A Maria tem um pai e o pai da Maria é o melhor pai que ela podia ter. Aqui há tempos perguntavam-me se eu algum dia me arrependi deste pai para esta Maria. Nem respondi por achar a pergunta tão descabida. Foi como se me perguntassem se eu acho que há limoeiros em Marte. A Maria só existe porque há este pai e se voltasse atrás era com ele que teria esta Maria. Não se muda a mãe e não se muda o pai. Ela tem tiques dele. É tão clara quanto ele. Cabelo liso como o dele. Com um gosto musical especial como ele tem. Até sardas a miúda já tem. A minha Maria não seria esta minha Maria se não tivesse este pai. E este pai foi, talvez, a única coisa que escolhi bem na vida. Porque escolhemos. Na maioria das vezes escolhemos ter filhos com este ou aquele homem. E  depois, muitas vezes, desdizemos de tal façanha. Como se ter um filho fosse coisa pouca. Fosse uma loucura no meio de uma paixão. Ter um filho deve ser pensado, ponderado para depois, mesmo depois da conjugalidade, que se pode desfazer na espuma dos dias, haja a paternidade que nos une.

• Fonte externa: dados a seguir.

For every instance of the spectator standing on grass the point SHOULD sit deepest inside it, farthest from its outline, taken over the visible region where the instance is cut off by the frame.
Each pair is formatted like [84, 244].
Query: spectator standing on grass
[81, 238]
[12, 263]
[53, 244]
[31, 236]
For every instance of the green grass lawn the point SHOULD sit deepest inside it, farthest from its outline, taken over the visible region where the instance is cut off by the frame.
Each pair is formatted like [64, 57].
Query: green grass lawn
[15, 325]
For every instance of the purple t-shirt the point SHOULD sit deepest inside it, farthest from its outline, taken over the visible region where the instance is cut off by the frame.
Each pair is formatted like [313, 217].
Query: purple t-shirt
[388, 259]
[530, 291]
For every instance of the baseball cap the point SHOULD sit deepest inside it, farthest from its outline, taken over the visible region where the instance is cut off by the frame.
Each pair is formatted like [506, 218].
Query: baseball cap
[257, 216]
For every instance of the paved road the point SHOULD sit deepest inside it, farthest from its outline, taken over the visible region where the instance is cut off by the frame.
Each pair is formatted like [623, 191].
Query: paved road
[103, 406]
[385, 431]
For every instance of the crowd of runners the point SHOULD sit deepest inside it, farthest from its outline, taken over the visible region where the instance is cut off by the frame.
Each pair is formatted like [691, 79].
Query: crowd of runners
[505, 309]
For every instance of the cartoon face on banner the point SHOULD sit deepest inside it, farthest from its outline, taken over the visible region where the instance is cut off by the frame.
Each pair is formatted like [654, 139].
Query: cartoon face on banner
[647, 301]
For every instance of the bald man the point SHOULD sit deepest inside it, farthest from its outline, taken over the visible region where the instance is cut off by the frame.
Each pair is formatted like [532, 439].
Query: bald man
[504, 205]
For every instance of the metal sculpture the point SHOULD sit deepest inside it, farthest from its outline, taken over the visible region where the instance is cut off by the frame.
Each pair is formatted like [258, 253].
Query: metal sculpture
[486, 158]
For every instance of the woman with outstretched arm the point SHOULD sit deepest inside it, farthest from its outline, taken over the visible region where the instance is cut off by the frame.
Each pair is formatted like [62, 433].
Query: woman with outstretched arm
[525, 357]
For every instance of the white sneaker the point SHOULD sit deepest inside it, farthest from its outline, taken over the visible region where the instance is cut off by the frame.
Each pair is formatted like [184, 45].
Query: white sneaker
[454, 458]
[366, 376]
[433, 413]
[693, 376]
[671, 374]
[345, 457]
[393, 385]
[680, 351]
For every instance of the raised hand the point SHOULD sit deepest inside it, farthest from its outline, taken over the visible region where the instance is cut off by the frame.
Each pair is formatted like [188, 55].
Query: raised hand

Quando ouço mães a falarem mal dos pais às próprias crianças, penso que as estão a martirizar por uma escolha que apenas às mães diz (disse) respeito. Há maus pais? Sim, há. Há pais que depois de uma separação se esquecem dos filhos, sim há. Mas julga uma mãe que a criança não sabe disso sem que lhe seja preciso dizer? Sabe, pois. A criança sabe exatamente que tipo de pai é o seu pai. Não precisa do rancor da mãe em cima das palavras para lhe fazer ver que aquela pessoa está aquém do que gostaria. Não podemos amar os filhos, dizer que queremos o seu melhor e depois desdizer do pai. Eu sei bem os defeitos do meu pai. Não foi a minha mãe que os disse. Fui eu que fui descobrindo. Detestaria ouvir minha mãe falar mal do meu pai. Sei bem os desfeitos do pai da Maria (e este saberá dos meus). E sei que o pai da Maria nunca falará mal de mim. Se discordamos pegamos no telefone e falamos. Às vezes gritamos. Discutimos. Desligamos com vontade de matar o outro. Dá vontade de dizer: o teu pai isto ou o teu pai aquilo. E depois? Que tipo de mãe seria se o fizesse? O que ganharia a Maria com isso? Mesmo quando ele faz diferente do que eu gostaria, não está ele a fazer o seu melhor? Não estou eu a fazer o meu melhor quando faço diferente dele?

Há maus pais, que há, mas há mães que podiam refletir mais e melhor quando falam com os filhos.

Que sirva para isso este Dia do Pai que se aproxima.